Things I Have an Opinion On #9

Originally posted on 17/2/10

JLS, and any music artist who got famous from a reality TV show

In a blog completely unrelated to recent events, i've decided to explain once and for all why music is going down the shitter.

Radiohead guitarist Ed O'Brien said recently that creativity in music is being sacrificed for money making: http://news.bbc.co.uk/1/hi/entertainment/8477675.stm and the man is right. Why do people listen to music? The primary reason is to be entertained. As such, stuff like The X Factor could be seen as music for the 21st century, purely based on entertainment and nothing else. But that undermines the very reason music was invented in the first place, to be creative. There is nothing creative about the artists who got famous from TV shows. None of them write their own songs, none of them are particularly memorable, and they could come of a production line for all the difference that exists between them. Everything that is churned out by the happy smiling goliath that is The X Factor is swallowed up by the equally happy smiling mindless drones of the people that this drviel is aimed at. Remember when I said that the album is dying? It's because people no longer have the attention span to devote 40-50 minutes a day to giving a band the time to listen to what they can do. Everything is geared towards the one crap song ala Beat Again, which sticks in your head for a week until the next manufactured drivel comes along to win the hearts of unfortunate saps who don't know any better. There's no feeling behind it, absolutely nothing that makes you think the people behind the noise care about what they're doing.
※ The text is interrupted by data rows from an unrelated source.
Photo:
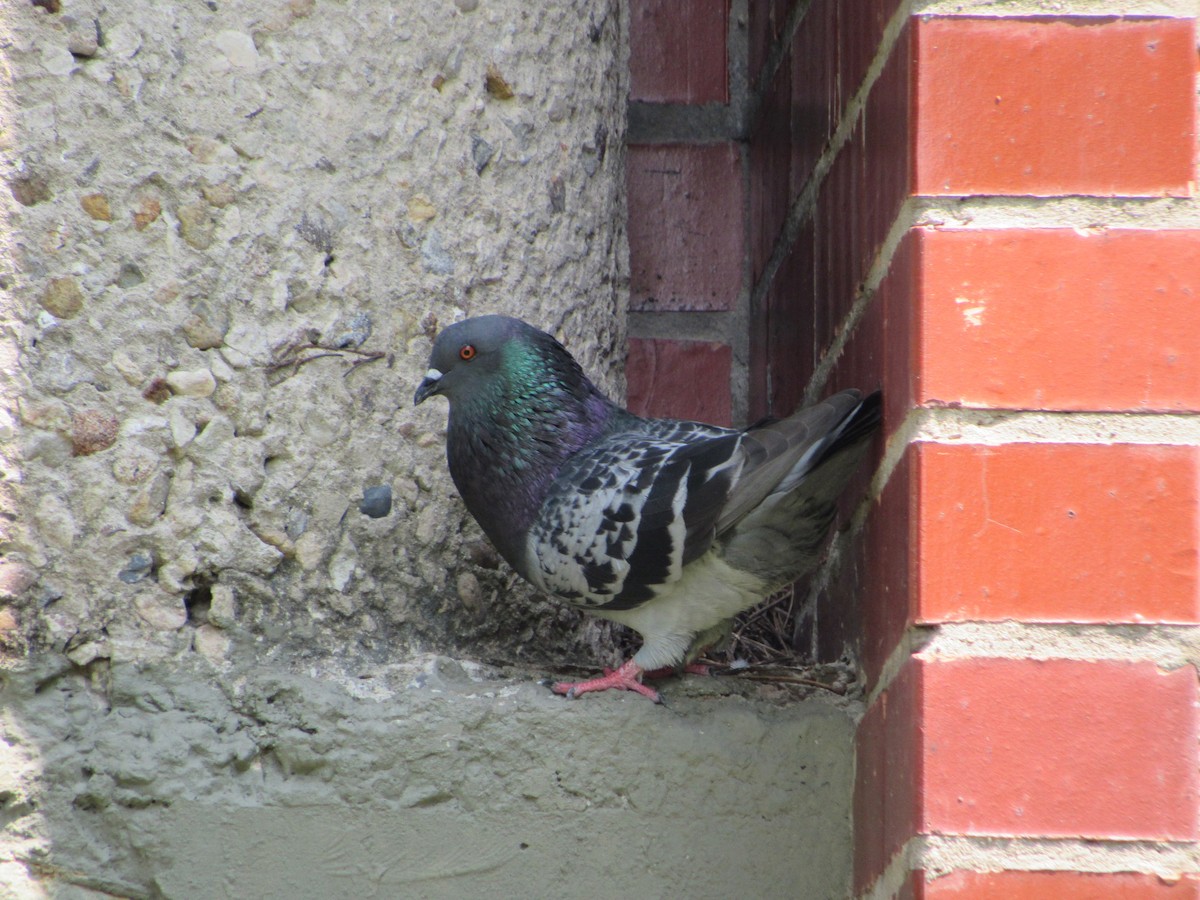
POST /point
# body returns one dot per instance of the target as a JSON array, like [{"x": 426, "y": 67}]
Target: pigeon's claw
[{"x": 627, "y": 678}]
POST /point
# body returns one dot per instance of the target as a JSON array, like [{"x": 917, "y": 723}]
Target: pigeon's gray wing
[
  {"x": 781, "y": 454},
  {"x": 625, "y": 515}
]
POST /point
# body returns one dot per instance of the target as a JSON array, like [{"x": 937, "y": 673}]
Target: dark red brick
[
  {"x": 677, "y": 52},
  {"x": 685, "y": 226},
  {"x": 679, "y": 379}
]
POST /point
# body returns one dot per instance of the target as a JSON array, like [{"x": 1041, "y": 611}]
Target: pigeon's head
[{"x": 472, "y": 353}]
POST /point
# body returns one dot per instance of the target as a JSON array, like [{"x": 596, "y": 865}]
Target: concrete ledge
[{"x": 432, "y": 779}]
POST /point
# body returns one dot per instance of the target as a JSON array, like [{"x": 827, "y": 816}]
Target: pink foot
[{"x": 627, "y": 678}]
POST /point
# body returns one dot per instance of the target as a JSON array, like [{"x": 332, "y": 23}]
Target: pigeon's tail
[
  {"x": 781, "y": 539},
  {"x": 855, "y": 429}
]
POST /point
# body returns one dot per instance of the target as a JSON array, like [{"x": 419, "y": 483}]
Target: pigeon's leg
[{"x": 627, "y": 678}]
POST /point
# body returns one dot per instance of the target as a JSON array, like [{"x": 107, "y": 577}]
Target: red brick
[
  {"x": 769, "y": 175},
  {"x": 681, "y": 379},
  {"x": 789, "y": 329},
  {"x": 677, "y": 52},
  {"x": 1101, "y": 106},
  {"x": 766, "y": 23},
  {"x": 1059, "y": 749},
  {"x": 888, "y": 768},
  {"x": 816, "y": 99},
  {"x": 861, "y": 198},
  {"x": 1060, "y": 319},
  {"x": 1055, "y": 886},
  {"x": 889, "y": 545},
  {"x": 685, "y": 226},
  {"x": 1059, "y": 533}
]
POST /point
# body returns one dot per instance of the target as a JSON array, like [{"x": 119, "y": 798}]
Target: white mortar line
[
  {"x": 1170, "y": 9},
  {"x": 940, "y": 855},
  {"x": 1081, "y": 213},
  {"x": 895, "y": 873},
  {"x": 1165, "y": 646},
  {"x": 875, "y": 275},
  {"x": 1168, "y": 647},
  {"x": 993, "y": 427},
  {"x": 1165, "y": 859}
]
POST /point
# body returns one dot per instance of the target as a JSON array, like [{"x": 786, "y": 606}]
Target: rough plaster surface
[
  {"x": 216, "y": 676},
  {"x": 423, "y": 780},
  {"x": 213, "y": 191}
]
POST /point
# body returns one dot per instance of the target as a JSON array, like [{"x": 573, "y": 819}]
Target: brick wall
[{"x": 993, "y": 219}]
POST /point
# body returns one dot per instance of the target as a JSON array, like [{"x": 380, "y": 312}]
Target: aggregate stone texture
[
  {"x": 232, "y": 563},
  {"x": 231, "y": 231}
]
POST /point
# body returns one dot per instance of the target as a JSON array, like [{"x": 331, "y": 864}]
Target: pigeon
[{"x": 666, "y": 526}]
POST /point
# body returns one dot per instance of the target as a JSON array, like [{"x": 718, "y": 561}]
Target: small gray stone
[
  {"x": 141, "y": 565},
  {"x": 130, "y": 276},
  {"x": 436, "y": 259},
  {"x": 481, "y": 153},
  {"x": 351, "y": 333},
  {"x": 376, "y": 502}
]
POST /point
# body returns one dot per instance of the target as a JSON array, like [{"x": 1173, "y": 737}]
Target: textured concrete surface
[
  {"x": 425, "y": 779},
  {"x": 211, "y": 215},
  {"x": 229, "y": 545}
]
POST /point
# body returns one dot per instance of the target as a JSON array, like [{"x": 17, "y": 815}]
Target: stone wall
[
  {"x": 233, "y": 567},
  {"x": 232, "y": 231}
]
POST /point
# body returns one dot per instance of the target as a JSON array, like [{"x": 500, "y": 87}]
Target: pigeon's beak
[{"x": 427, "y": 387}]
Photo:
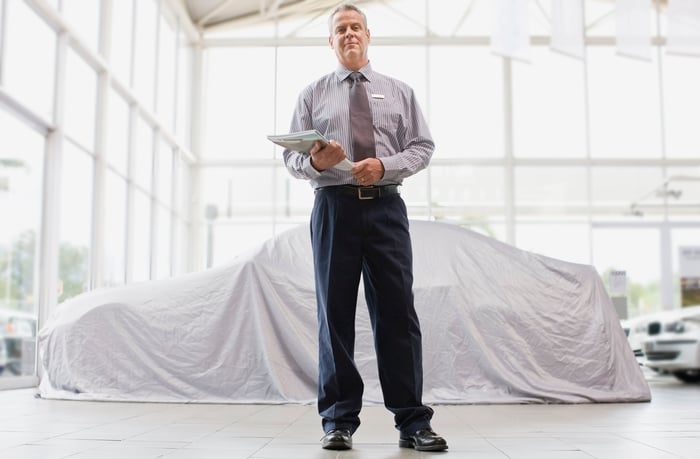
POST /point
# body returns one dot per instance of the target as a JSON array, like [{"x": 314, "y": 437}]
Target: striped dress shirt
[{"x": 401, "y": 135}]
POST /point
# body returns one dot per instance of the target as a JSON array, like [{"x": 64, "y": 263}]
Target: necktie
[{"x": 360, "y": 120}]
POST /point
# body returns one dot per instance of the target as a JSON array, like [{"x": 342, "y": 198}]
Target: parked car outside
[
  {"x": 672, "y": 343},
  {"x": 16, "y": 327}
]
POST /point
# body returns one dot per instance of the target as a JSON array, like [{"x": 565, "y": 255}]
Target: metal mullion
[
  {"x": 46, "y": 269},
  {"x": 153, "y": 218},
  {"x": 3, "y": 28}
]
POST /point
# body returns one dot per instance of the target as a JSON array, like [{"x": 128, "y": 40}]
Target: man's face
[{"x": 350, "y": 39}]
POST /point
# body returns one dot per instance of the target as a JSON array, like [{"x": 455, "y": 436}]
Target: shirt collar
[{"x": 342, "y": 73}]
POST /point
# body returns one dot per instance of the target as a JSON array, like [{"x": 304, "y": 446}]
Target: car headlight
[{"x": 677, "y": 326}]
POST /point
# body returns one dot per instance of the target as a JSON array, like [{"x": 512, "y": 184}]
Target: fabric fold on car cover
[{"x": 500, "y": 325}]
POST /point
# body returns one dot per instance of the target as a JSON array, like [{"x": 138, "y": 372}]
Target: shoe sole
[
  {"x": 410, "y": 444},
  {"x": 336, "y": 446}
]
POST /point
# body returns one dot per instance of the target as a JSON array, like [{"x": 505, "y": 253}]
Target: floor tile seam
[{"x": 642, "y": 443}]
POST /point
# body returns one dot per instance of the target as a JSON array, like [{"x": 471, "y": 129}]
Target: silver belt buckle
[{"x": 362, "y": 196}]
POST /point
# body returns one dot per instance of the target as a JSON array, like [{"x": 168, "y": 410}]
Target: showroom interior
[{"x": 134, "y": 152}]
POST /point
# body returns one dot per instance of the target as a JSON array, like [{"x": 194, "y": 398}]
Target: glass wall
[
  {"x": 562, "y": 156},
  {"x": 21, "y": 173},
  {"x": 95, "y": 163}
]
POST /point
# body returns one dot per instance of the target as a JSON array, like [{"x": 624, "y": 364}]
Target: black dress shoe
[
  {"x": 424, "y": 440},
  {"x": 337, "y": 439}
]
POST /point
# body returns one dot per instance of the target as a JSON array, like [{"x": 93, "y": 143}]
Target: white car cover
[{"x": 500, "y": 325}]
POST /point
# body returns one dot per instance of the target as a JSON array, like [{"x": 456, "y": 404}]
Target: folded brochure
[{"x": 302, "y": 142}]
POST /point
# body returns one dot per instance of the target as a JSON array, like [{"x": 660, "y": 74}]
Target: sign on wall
[{"x": 689, "y": 271}]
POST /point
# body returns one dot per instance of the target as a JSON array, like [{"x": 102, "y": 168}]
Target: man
[{"x": 359, "y": 226}]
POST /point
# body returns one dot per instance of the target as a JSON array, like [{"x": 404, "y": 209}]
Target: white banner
[
  {"x": 510, "y": 36},
  {"x": 568, "y": 28},
  {"x": 632, "y": 18},
  {"x": 683, "y": 27}
]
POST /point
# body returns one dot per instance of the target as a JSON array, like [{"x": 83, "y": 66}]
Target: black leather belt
[{"x": 361, "y": 192}]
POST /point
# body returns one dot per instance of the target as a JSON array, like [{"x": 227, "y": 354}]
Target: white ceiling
[{"x": 207, "y": 14}]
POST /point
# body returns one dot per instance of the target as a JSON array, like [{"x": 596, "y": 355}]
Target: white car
[{"x": 673, "y": 343}]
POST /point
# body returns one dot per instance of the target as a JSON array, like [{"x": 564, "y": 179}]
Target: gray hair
[{"x": 345, "y": 7}]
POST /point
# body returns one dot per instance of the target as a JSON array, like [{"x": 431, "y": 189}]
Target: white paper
[{"x": 303, "y": 141}]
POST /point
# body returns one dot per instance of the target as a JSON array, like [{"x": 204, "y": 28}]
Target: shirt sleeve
[
  {"x": 299, "y": 164},
  {"x": 415, "y": 143}
]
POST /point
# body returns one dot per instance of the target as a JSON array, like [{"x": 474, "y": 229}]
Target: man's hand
[
  {"x": 368, "y": 171},
  {"x": 323, "y": 158}
]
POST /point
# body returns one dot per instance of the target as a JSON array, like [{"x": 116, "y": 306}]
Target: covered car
[{"x": 500, "y": 325}]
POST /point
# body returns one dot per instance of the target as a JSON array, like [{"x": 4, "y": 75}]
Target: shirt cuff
[{"x": 309, "y": 170}]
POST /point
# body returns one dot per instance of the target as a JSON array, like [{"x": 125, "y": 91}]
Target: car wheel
[{"x": 690, "y": 376}]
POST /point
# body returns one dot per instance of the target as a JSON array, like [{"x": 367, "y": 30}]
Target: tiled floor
[{"x": 667, "y": 427}]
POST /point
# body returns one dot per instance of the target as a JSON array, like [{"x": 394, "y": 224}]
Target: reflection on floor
[{"x": 667, "y": 427}]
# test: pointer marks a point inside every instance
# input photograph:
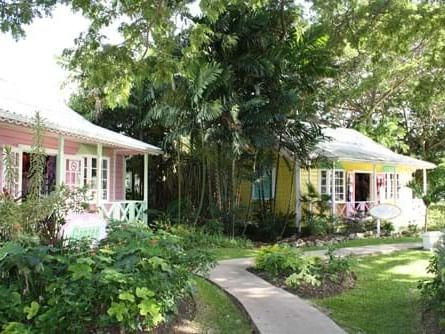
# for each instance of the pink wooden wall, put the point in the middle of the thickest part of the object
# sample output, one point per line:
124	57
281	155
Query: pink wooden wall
16	135
119	191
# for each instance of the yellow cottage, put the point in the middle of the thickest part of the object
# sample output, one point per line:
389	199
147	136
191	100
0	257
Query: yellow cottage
359	174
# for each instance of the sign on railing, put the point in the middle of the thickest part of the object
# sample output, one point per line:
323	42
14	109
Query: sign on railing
84	226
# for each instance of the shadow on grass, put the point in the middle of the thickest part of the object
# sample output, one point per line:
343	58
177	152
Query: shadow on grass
386	299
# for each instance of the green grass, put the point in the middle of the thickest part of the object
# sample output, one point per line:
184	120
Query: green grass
369	242
386	299
216	312
232	253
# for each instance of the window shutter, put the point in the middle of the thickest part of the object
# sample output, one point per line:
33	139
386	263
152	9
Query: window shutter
73	173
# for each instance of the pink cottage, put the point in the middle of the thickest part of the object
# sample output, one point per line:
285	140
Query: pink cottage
78	153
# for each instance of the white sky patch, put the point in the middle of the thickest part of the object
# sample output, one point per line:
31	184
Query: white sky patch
32	61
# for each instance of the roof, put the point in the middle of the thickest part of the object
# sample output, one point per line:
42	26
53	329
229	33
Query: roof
343	144
18	105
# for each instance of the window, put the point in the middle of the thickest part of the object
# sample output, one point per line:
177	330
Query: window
326	183
392	185
90	173
13	176
264	185
73	173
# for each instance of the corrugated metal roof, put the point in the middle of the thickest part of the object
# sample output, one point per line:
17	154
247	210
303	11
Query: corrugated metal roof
19	104
344	144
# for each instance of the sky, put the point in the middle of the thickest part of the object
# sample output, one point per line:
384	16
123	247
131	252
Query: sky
31	62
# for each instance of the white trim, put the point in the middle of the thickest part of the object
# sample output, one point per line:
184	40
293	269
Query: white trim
266	198
28	149
113	176
17	150
330	173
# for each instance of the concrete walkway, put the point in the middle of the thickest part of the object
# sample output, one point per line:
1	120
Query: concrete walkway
273	310
276	311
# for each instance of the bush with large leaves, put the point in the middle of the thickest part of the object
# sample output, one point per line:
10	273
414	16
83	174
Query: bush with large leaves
131	282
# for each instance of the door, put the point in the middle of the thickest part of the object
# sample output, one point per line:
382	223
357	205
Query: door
362	188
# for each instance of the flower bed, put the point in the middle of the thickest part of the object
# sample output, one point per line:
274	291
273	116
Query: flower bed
132	282
309	277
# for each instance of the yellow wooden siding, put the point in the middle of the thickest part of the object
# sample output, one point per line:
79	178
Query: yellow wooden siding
285	176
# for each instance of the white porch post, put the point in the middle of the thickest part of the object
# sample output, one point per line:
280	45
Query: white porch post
374	184
297	196
394	187
146	186
99	175
333	189
60	162
113	194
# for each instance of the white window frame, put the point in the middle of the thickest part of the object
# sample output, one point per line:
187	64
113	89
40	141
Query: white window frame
392	186
89	177
19	151
329	173
266	198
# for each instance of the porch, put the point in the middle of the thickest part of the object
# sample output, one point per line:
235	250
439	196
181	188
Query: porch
355	209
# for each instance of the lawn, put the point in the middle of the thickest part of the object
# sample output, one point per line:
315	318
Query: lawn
369	242
386	299
215	313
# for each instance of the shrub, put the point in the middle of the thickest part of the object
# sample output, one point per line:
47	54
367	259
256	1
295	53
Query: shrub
289	264
279	259
387	228
213	226
433	290
335	265
130	283
320	225
198	238
310	273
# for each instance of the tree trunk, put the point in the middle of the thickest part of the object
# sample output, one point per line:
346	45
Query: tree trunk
233	196
203	185
277	168
290	198
249	204
179	183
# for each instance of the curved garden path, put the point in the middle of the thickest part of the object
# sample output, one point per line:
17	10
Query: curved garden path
274	310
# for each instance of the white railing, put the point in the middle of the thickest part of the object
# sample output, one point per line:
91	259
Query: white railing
352	209
124	210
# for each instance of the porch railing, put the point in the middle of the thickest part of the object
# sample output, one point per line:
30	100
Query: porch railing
354	209
124	210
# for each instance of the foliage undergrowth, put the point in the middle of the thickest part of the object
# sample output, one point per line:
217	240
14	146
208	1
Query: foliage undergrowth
130	283
290	265
433	290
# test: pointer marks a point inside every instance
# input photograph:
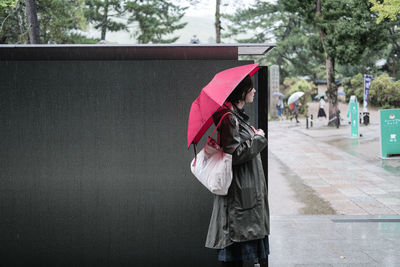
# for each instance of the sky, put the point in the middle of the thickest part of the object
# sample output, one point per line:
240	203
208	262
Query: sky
200	19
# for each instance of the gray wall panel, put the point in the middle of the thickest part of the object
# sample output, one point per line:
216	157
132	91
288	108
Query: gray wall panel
94	166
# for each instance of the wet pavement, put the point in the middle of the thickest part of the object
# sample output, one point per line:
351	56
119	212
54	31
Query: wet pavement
333	201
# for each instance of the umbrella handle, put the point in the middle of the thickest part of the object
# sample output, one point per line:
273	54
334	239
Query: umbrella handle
220	122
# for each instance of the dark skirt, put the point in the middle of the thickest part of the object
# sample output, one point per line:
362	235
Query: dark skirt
321	113
245	251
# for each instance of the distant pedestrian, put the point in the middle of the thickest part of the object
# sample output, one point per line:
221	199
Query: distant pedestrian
321	111
239	225
279	107
195	40
296	105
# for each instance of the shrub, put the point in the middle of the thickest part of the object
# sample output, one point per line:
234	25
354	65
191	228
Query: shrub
298	85
384	92
354	86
Rage Against the Machine proved that not everyone is a drone. While the concept behind it wasn't exactly wonderful, ie everyone buy the one thing with the sole purpose of beating some tranny Geordie whose name i've already forgotten, at least they're a real band, and the music is real and has a real message. Any other band who was ever beaten to a number one spot by some rent-a-tune from a TV programme is always going to be infinitely better than what beat them, and further proof that the chart system is both completely irrelevant in judging the musical ability of an artists, but scarily and sadly representitive of the population today. If you have ever bought a single from one of these people, you are wrong. If you have ever bought an album from one of these people, you are wrong. If you have ever been to see one of these people in concert, you are wrong.